In fact Barth was engaging in self-contradictory self-justification.
Galli is probably right to conclude that Barth’s sins do not detract from his theological writing. This is so not least because his behaviour was in such contrast to his theological principles. He failed by his own theological standards as well as plain morality. Yet he never compromised his theological principles; his self-justifications were self-contradictory but only in the private forum. He never refashioned his theology to suit his sins.
Looking again at the Reformation and I begin to wonder if often this is precisely what seems to have been a fundamental motivation in some progenitors of the Reformation. Luther’s theology of sola fide—faith alone justifies a sinner—seems to have been the product of his religious scruples and self-loathing. In his new theology he found a way to relieve the psycho-emotional tension that was eating away at him. As he became intoxicated with this new feeling of self-worth his theology became more extreme, more heretical, and his new self-worth turned to hubris.
Henry VIII, while essentially Catholic (and not Lutheran) in his theological beliefs, refashioned not theology but the Church in his lands, to assuage his dynastic phobia. Again, all sorts of theological and ecclesiological gymnastics were performed to justify his destruction of a thriving Church.
In both cases the men were consciously sincere enough in their initial motivation. That is the tragedy.

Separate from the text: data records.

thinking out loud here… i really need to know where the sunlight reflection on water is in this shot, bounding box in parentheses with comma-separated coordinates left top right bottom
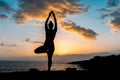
(52, 63, 81, 71)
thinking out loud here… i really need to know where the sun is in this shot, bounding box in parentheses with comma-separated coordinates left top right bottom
(55, 40, 74, 55)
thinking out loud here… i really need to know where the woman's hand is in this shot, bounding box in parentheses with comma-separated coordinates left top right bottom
(51, 11, 55, 16)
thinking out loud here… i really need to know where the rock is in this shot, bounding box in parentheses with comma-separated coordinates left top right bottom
(65, 67, 77, 71)
(29, 68, 40, 72)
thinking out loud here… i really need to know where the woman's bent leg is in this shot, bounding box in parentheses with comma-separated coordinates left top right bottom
(34, 46, 47, 54)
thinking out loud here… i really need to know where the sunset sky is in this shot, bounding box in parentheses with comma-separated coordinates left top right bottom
(0, 0, 120, 61)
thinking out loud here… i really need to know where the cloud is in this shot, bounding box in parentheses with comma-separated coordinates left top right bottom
(97, 0, 120, 19)
(60, 21, 98, 40)
(100, 14, 110, 19)
(0, 0, 13, 12)
(1, 0, 97, 40)
(106, 10, 120, 32)
(12, 0, 88, 23)
(0, 14, 8, 20)
(98, 0, 120, 33)
(97, 8, 111, 12)
(107, 18, 120, 33)
(106, 0, 120, 33)
(107, 0, 119, 7)
(97, 8, 111, 19)
(0, 43, 17, 47)
(14, 0, 95, 40)
(25, 38, 43, 44)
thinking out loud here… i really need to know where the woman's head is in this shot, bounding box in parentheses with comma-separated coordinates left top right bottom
(49, 21, 53, 29)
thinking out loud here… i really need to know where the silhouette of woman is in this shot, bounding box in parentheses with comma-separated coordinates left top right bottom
(34, 11, 57, 71)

Blinded by the forces motivating them, they both manipulated Church and doctrine to suit their needs, and all the more so as they found opportunists and toadies to encourage them in advancing further down the course they had set their minds to.
Barth did not let his personal weaknesses influence his theology it would seem. For this reason he deserves to retain his reputation as one of the great theological figures of the last 100 years. But as we come up to “Reformation Day” we might bear in mind how greatly he differs from the Father of the Reformation, Martin Luther, who is truly a tragic figure in Christian history.
Not the most ecumenical of posts is this, and admittedly sweeping in tone, but in no way does it reflect a lessening of respect for those Protestants I know or know of. Yet, I have to be honest, papal gestures notwithstanding, there will be no celebrations in my room on 31 October. I shall mark it with a dirge.